From a Spare Bedroom to a $40 Billion Empire: The Melanie Perkins Story
How a 19-year-old with a stubborn vision and a mountain of rejection built one of the world’s most valuable startups
A Dream Born Out of Frustration
The year was 2007. Melanie Perkins was a 19-year-old university student in Perth, Australia, teaching fellow students how to use design software like Adobe InDesign and Photoshop. What struck her wasn’t just how difficult the programs were to learn — it was how fundamentally broken the entire design process felt. Students would spend an entire semester learning the basics of software that professionals themselves struggled to master, only to produce work they couldn’t easily share or collaborate on.

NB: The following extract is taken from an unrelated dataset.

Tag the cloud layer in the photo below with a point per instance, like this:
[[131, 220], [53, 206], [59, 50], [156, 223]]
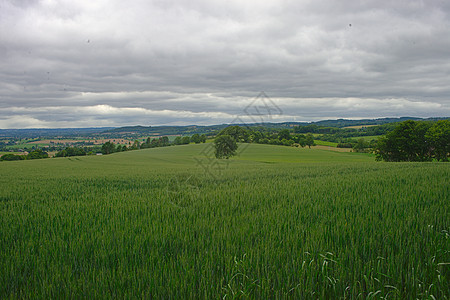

Most people would have shrugged and moved on. Perkins saw a billion-dollar opportunity hiding inside that frustration.
“I thought, one day everything is going to be online and collaborative,” she later recalled. That thought — simple, almost obvious in hindsight — became the seed of Canva, the design platform now used by over 170 million people worldwide.
The First Bet: Fusion Books
Before Canva, there was Fusion Books. Perkins didn’t leap straight into building a global design empire. She started small and scrappy, the way great entrepreneurs often do.
Together with her then-boyfriend (now co-founder and husband) Cliff Obrecht, Perkins launched Fusion Books out of her mother’s living room in 2007. The idea was straightforward: give high school students an easy, online tool to design their yearbooks. Schools were frustrated with clunky, expensive processes managed by third parties. Fusion Books put the design power directly in students’ hands.
It worked. Fusion Books grew steadily and eventually became Australia’s largest yearbook company. But for Perkins, it was never the destination — it was proof of concept. If non-designers could create beautiful yearbooks through a simplified online tool, what could they do with a platform that covered all their design needs?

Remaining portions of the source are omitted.